It takes a backup_file_prefix env variable or it can be passed as the first argument and expects enviroment variables ALWAYS_KEEP (minimum number of files to keep) and REMOVE_AGE (num days to pass to -mtime). It expects a gz or tgz extension. There are a few other assumptions as you can see in the comments, mostly in the name of safety.

Thanks to ireardon and his answer (which doesn't quite answer the question) for the inspiration!

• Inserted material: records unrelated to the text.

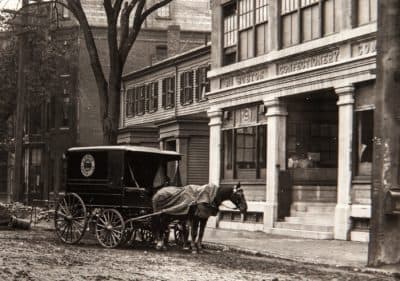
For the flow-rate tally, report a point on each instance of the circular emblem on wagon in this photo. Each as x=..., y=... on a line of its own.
x=87, y=165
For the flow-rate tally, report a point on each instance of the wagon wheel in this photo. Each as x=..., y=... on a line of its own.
x=146, y=235
x=179, y=234
x=110, y=228
x=70, y=218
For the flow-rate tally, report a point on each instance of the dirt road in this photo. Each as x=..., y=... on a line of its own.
x=38, y=255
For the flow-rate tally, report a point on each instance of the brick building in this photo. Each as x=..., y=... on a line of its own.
x=292, y=107
x=69, y=117
x=164, y=106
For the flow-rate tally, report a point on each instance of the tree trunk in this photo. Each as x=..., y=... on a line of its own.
x=111, y=114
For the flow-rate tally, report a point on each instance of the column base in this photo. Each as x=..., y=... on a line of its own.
x=270, y=215
x=342, y=222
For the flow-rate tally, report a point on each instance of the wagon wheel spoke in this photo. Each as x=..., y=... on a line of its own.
x=110, y=228
x=70, y=218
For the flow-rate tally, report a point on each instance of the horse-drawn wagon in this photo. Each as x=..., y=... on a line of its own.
x=109, y=190
x=118, y=193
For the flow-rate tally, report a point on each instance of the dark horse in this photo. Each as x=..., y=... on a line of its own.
x=197, y=217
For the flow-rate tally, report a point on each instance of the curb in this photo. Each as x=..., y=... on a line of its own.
x=222, y=247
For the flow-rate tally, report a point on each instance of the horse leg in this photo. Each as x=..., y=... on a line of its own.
x=194, y=224
x=158, y=226
x=203, y=223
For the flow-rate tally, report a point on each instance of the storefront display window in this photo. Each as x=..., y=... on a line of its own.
x=244, y=145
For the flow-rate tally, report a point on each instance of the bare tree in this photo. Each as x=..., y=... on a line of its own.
x=124, y=21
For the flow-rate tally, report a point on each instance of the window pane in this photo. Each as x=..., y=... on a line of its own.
x=329, y=17
x=363, y=11
x=262, y=37
x=374, y=10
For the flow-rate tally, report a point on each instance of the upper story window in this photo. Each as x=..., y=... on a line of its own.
x=186, y=89
x=130, y=97
x=168, y=92
x=164, y=12
x=152, y=97
x=202, y=83
x=306, y=20
x=245, y=30
x=367, y=11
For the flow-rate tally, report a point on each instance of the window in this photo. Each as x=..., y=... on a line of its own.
x=186, y=89
x=250, y=28
x=202, y=83
x=140, y=96
x=129, y=109
x=306, y=20
x=161, y=52
x=152, y=97
x=164, y=12
x=367, y=11
x=168, y=92
x=244, y=144
x=230, y=33
x=364, y=141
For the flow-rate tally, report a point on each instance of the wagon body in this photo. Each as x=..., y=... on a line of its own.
x=109, y=186
x=117, y=176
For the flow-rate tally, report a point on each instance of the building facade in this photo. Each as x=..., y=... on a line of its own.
x=291, y=113
x=165, y=106
x=69, y=116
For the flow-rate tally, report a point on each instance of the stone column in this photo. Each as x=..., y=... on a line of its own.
x=344, y=177
x=182, y=145
x=215, y=124
x=276, y=153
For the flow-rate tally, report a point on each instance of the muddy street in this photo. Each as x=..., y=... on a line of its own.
x=38, y=255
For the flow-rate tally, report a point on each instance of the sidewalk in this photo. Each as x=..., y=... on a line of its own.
x=327, y=252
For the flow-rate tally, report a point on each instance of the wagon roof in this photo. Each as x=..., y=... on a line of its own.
x=130, y=148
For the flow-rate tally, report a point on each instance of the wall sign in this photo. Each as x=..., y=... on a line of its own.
x=87, y=165
x=246, y=78
x=309, y=62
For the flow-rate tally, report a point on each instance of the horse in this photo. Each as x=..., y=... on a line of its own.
x=197, y=215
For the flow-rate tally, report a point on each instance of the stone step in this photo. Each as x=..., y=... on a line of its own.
x=312, y=214
x=308, y=227
x=317, y=219
x=321, y=235
x=313, y=207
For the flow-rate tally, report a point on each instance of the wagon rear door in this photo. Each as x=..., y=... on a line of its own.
x=96, y=176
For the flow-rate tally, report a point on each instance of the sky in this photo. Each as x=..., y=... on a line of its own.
x=10, y=4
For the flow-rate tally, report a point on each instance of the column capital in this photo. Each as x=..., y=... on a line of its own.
x=215, y=115
x=345, y=94
x=275, y=107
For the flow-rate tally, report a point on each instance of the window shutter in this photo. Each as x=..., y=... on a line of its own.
x=207, y=81
x=191, y=85
x=155, y=96
x=173, y=91
x=164, y=92
x=182, y=88
x=198, y=83
x=128, y=98
x=134, y=101
x=147, y=98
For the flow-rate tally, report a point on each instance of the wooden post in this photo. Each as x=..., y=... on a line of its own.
x=18, y=189
x=384, y=246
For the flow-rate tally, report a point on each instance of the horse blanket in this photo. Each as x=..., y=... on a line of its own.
x=175, y=200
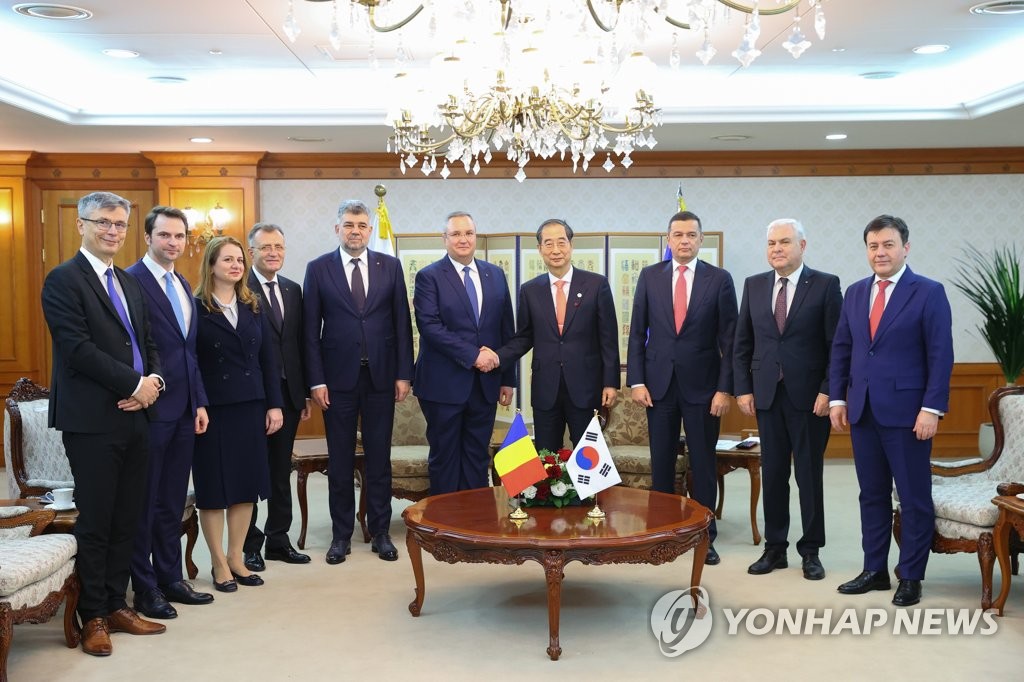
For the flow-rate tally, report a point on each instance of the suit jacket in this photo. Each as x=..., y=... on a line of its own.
x=92, y=356
x=450, y=337
x=587, y=351
x=287, y=340
x=907, y=366
x=177, y=353
x=332, y=325
x=238, y=364
x=700, y=353
x=803, y=348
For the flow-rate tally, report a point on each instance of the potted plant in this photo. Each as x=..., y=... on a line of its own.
x=992, y=283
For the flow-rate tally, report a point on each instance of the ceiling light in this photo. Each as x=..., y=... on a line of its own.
x=999, y=7
x=48, y=10
x=930, y=49
x=121, y=54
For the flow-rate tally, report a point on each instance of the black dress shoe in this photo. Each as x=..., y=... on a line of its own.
x=252, y=580
x=384, y=547
x=226, y=586
x=254, y=561
x=288, y=555
x=867, y=581
x=183, y=593
x=769, y=561
x=339, y=549
x=153, y=604
x=907, y=593
x=813, y=570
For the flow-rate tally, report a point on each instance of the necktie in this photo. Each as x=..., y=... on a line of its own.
x=136, y=356
x=879, y=306
x=780, y=304
x=358, y=289
x=471, y=290
x=679, y=302
x=560, y=303
x=172, y=296
x=275, y=312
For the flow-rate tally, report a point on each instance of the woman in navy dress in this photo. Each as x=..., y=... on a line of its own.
x=243, y=384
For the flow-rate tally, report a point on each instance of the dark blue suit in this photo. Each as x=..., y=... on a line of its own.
x=157, y=557
x=682, y=372
x=459, y=401
x=886, y=382
x=360, y=393
x=568, y=370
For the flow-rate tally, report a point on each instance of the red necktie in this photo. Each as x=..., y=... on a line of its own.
x=679, y=302
x=879, y=306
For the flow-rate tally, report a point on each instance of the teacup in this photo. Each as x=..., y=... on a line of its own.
x=64, y=498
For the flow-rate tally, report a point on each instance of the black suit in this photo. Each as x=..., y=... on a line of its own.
x=785, y=372
x=287, y=343
x=568, y=370
x=108, y=448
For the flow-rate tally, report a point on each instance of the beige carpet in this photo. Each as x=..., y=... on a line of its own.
x=486, y=622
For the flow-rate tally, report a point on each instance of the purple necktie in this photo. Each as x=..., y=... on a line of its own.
x=136, y=356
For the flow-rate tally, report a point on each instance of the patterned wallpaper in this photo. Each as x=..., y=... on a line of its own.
x=944, y=213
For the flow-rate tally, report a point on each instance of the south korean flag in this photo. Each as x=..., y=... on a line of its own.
x=590, y=466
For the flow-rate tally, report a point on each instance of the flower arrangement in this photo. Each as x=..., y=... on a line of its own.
x=555, y=491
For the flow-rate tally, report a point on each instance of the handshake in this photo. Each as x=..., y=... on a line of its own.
x=486, y=359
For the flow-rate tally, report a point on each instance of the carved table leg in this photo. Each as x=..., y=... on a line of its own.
x=754, y=467
x=1000, y=536
x=416, y=556
x=554, y=563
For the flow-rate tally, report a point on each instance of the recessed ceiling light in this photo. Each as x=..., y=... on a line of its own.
x=48, y=10
x=930, y=49
x=999, y=7
x=879, y=75
x=121, y=54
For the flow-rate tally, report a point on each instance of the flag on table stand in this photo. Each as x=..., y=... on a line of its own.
x=382, y=239
x=517, y=462
x=590, y=466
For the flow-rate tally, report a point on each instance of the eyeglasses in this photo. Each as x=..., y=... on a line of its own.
x=105, y=224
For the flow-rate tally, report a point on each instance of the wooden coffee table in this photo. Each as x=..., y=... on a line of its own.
x=641, y=526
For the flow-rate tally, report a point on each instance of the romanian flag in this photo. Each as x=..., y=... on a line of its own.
x=517, y=462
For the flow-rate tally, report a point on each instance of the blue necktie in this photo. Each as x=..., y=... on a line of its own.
x=119, y=306
x=471, y=290
x=172, y=294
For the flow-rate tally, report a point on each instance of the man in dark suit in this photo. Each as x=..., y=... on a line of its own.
x=105, y=375
x=786, y=321
x=283, y=298
x=358, y=339
x=567, y=316
x=680, y=358
x=891, y=363
x=174, y=421
x=462, y=304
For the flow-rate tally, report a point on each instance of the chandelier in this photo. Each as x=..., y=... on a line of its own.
x=536, y=78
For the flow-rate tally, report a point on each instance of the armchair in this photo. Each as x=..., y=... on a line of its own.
x=962, y=493
x=37, y=573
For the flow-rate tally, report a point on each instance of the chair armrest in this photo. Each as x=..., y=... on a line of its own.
x=1010, y=488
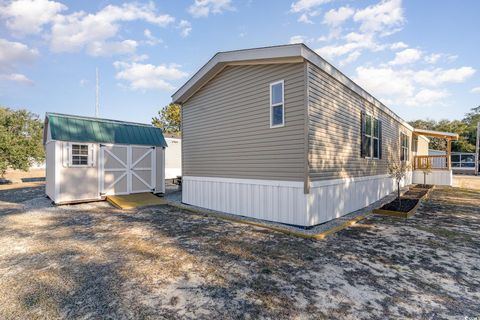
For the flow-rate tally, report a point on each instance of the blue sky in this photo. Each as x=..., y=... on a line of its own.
x=418, y=57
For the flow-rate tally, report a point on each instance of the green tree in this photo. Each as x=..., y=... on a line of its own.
x=472, y=119
x=21, y=142
x=465, y=128
x=169, y=118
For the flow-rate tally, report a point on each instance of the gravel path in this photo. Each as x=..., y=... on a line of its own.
x=92, y=261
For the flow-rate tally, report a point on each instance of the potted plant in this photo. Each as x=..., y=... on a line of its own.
x=398, y=171
x=426, y=169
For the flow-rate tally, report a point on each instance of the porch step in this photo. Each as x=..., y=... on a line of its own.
x=136, y=200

Happy safe backup management :)

Answer 8

From the solutions given in the other solutions, I've experimented and found many bugs or situations that were not wanted.

Here is the solution I finally came up with :

  # Sample variable values
  BACKUP_PATH='/data/backup'
  DUMP_PATTERN='dump_*.tar.gz'
  NB_RETENTION_DAYS=10
  NB_KEEP=2                    # keep at least the 2 most recent files in all cases

  find ${BACKUP_PATH} -name ${DUMP_PATTERN} \
    -mtime +${NB_RETENTION_DAYS} > /tmp/obsolete_files

  find ${BACKUP_PATH} -name ${DUMP_PATTERN} \
    -printf '%T@ %p\n' | \
    sort -n            | \
    tail -n ${NB_KEEP} | \
    awk '{ print $2 }'   > /tmp/files_to_keep

  grep -F -f /tmp/files_to_keep -v /tmp/obsolete_files > /tmp/files_to_delete

  cat /tmp/files_to_delete | xargs -r rm

The ideas are :

• Most of the time, I just want to keep files that are not aged more than NB_RETENTION_DAYS.
• However, shit happens, and when for some reason there are no recent files anymore (backup scripts are broken), I don't want to remove the NB_KEEP more recent ones, for security (NB_KEEP should be at least 1).

I my case, I have 2 backups a day, and set NB_RETENTION_DAYS to 10 (thus, I normally have 20 files in normal situation) One could think that I would thus set NB_KEEP=20, but in fact, I chose NB_KEEP=2, and that's why :

Let's imagine my backup scripts are broken, and I don't have backup for a month. I really don't care having my 20 latest files that are more than 30 days old. Having at least one is what I want. However, being able to easily identify that there is a problem is very important (obviously my monitoring system is really blind, but that's another point). And having my backup folder having 10 times less files than usual is maybe something that could ring a bell...